A Verona niente loculo e nessuna cremazione per un uomo obeso. La discriminazione è segnalata da Nadia Gasparini, vedova di Marco Manganotti, uomo affetto di obesità cronica. L'uomo si è spento il 25 giugno a 51 anni a causa di una grave malattia. Era sovrappeso e per anni ha lottato non solo contro questa patologia ma anche contro lo stigma di molti.
A Verona niente loculo per un uomo obeso
Nadia Gasparini, vedova di Marco Manganotti, morto poco più di un mese fa, si lamenta delle differenze di trattamento che limitano chi è obeso.
"Per me non è concepibile che una persona nelle condizioni di mio marito non possa scegliere l’addio che vorrebbe. Stiamo abbattendo le barriere di discriminazione di tanti gruppi di persone e non abbiamo alcun riguardo per i sovrappeso, nemmeno per quanto concerne le ultime volontà".
La malattia di Marco
Marco pesava 180 chili, lavorava come cuoco ed era affetto da altre patologie: diabete, ipertensione arteriosa e insufficienza renale.
Avrebbe dovuto sottoporsi a un intervento di chirurgia bariatrica per ridurre la dimensione dello stomaco, ma pochi mesi prima durante gli accertamenti ha scoperto un tumore al colon in fase avanzata. È stato ricoverato a Verona dove, sottolinea Gasparini, "
è stato seguito con cura e dedizione". Non è stato sufficiente, poiché l'uomo ha contratto anche una broncopolmonite, è dimagrito rapidamente di 30 chili e il decorso della malattia non gli ha lasciato scampo.
Le ultime volontà
Racconta Nadia, a L'Arena, che Marco "
negli ultimi giorni aveva capito: mi ha lasciato prescrizioni precise per l’ultimo addio. Non voleva il funerale religioso, ma un commiato al cimitero". Non solo: "

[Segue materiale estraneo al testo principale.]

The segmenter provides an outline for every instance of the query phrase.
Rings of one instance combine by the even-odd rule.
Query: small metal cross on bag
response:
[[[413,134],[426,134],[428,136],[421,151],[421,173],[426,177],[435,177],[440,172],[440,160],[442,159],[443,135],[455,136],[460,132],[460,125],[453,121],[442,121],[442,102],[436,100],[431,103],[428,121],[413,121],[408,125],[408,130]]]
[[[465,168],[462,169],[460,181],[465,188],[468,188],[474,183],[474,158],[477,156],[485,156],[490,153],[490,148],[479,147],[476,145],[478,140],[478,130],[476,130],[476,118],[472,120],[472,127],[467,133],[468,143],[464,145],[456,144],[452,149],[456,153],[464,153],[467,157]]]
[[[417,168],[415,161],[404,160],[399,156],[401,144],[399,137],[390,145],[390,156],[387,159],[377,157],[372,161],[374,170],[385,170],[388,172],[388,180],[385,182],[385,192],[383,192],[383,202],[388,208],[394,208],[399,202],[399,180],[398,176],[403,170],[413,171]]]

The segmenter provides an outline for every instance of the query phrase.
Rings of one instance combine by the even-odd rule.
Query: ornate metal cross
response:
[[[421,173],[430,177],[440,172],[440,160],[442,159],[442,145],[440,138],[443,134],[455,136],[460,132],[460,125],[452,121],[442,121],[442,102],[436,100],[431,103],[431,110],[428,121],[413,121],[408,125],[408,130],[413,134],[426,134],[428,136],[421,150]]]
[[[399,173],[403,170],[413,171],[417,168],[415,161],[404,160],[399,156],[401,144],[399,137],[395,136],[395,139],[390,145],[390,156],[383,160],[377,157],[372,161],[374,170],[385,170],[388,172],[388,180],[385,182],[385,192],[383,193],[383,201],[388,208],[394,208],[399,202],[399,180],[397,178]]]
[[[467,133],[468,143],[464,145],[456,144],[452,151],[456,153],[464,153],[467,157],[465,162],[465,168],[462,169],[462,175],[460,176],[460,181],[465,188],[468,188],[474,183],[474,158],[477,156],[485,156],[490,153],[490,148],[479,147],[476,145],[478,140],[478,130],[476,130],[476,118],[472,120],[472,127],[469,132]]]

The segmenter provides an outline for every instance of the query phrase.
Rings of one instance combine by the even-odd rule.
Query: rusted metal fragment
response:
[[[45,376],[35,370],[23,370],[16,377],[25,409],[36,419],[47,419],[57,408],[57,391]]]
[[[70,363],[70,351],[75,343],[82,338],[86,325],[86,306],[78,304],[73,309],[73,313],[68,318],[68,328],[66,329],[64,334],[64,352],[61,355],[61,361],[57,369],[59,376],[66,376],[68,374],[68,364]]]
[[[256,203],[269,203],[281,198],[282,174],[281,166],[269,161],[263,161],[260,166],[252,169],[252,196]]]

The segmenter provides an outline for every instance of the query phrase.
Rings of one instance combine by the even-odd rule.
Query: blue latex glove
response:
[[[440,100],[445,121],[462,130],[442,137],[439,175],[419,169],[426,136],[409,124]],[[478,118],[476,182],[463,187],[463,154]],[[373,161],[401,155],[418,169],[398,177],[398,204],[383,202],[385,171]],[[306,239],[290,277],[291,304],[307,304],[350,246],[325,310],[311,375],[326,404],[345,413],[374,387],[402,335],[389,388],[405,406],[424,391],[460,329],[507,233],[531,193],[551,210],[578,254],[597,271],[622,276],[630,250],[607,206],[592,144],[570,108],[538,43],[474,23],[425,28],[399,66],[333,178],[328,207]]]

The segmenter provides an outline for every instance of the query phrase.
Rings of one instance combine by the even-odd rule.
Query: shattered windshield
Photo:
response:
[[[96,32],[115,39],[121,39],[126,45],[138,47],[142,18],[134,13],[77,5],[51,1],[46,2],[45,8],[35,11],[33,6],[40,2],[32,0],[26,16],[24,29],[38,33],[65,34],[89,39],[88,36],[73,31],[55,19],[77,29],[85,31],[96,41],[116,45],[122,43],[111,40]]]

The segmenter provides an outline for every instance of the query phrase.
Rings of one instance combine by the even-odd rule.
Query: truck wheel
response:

desiderava essere sepolto in un loculo nel cimitero di Ca’ di David, dove riposano i suoi genitori". Dopo il decesso del marito la vedova si è rivolta ai servizi funebri, ma qui è iniziata quella che descrive come una vera umiliazione.
"
Non abbiamo potuto scegliere il feretro – racconta la vedova a L'Arena – :
quello adatto a contenere la salma di Marco era di un solo tipo, in legno chiaro oppure scuro, e il prezzo era esorbitante". Ma non solo: "
Mio cognato è andato al cimitero a scegliere un loculo ma l’hanno bloccato: una bara con quelle misure non ci sarebbe entrata". La donna ha quindi pensato alla cremazione, nella convinzione che un’urna cineraria sarebbe entrata nel loculo. Via impraticabile anche questa. "
Ci hanno spiegato che la porta del forno crematorio è troppo piccola per una cassa così grande; dovevamo accontentarci della sepoltura a terra".
I familiari di Marco Manganotti alla fine non hanno avuto nessuna scelta: l'uomo è stato tumulato sotto terra.